The team tore off Margaret Thatcher's face, revealing the evil robot beneath. |
A couple of interesting notes: Seretse, in another of his 'summon Stewart to a strange place to assign the case' meetings, for the first time calls his chief investigator by his Christian name. He's still not exactly all hugs and backslapping, but it's a slight softening of the Department's very formal boss. And Burnham's radical plan, what we hear of it from Sir Curtis, sounds an awful lot like monetarism - deregulate the financial system and let those nice trustworthy bankers do whatever they want without rules or oversight. So ironically, if they'd just left him alone his enemies would have got the economic collapse they wanted, albeit a few decades later...
Fancy Quotes
Annabelle: 22 percent of the people in this country believe that ghosts exist.
Stewart: You must be joking.
Annabelle: I'm not! There were a hundred and six recorded apparitions in England last year; I couldn't get the figures for America, it's probably higher.
Stewart: What have you been reading, Hamlet?
Doctor: Do your best to get some sleep. Try and put everything out of your mind.
Burnham: Much more of this and I won't have any mind left.
Stewart: Annabelle, just where is the Charles Dickens of the paperbacks?
Jason: The way you're lighting me, I should look like one of the Smith brothers* at the Vatican.
Miss Bronson: Oh, I'd say more like an ageing Dublin bricklayer.
[*That's what it sounds like! No idea who he means, though...]

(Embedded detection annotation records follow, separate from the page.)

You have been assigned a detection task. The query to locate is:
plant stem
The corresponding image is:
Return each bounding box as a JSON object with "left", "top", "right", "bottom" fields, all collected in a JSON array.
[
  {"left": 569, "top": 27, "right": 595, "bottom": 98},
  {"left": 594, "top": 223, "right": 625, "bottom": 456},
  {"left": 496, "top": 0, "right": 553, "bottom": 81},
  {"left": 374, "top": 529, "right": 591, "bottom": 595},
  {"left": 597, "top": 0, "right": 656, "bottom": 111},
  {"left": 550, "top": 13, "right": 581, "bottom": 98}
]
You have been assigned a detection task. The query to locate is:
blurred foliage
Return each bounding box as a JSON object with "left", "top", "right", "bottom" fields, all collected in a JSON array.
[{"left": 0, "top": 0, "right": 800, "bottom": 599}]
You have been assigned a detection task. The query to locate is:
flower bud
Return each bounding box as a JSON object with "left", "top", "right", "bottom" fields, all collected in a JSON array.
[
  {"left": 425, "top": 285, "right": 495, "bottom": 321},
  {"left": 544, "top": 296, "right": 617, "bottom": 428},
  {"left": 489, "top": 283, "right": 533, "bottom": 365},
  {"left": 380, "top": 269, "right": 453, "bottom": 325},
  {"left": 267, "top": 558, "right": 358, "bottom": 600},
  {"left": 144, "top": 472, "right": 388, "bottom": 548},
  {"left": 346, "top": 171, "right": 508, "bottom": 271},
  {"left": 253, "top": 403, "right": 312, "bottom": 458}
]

Jason: At long last, the distinguished creator of Mark Caine is to be featured on the cover of Time magazine. With or without the aid of Miss Bronson here, who will never do for photography what Bach did for music. But that will not deter her; she will carry on regardless.
Miss Bronson: You're very funny! In a grotesque sort of way.
Jason: I presume your photographs, like yourself, will be overdeveloped?
Miss Bronson: You've presumed ever since I arrived. And in spite of your lousy manners, I'll thank you for your charm, courtesy and... charity.
Jason: Oh charity, fiddlesticks. I'd wolf caviare in front of starving children.
Miss Bronson: I did read one of your books, The Return Of Mark Caine. I found it rather difficult.
Jason: Well next time, try moving your lips.
Burnham: You mean I was seeing things?
Jason: Oh, I do quite often. Usually with a more tangible spirit.
[Jason chats up Burnham's nurse]
Jason: I shall be very ill about... eight o'clock?
Cheers!
• While trading barbs with Miss Bronson, a smirking Jason uses a glass of whisky to cool his sharpened tongue.
Fight!
The working class machismo of Jason's window-cleaner disguise gives him the strength to overpower and punch out a psychopathic international assassin.
However, he fails miserably at stopping the fake Mary Burnham, who is finally brought down by Stewart.
Author! Author!
Miss Bronson was not at all impressed by The Return Of Mark Caine.
Jason uses a scene from People In Glass Houses Should Not as inspiration for disguising himself as a window cleaner. It went better in fiction.
This Looks Familiar
The corridor gets the honour of appearing in the teaser as part of a hospital.
Later on, a quick change of carpet turns it into the hallway of an apartment building.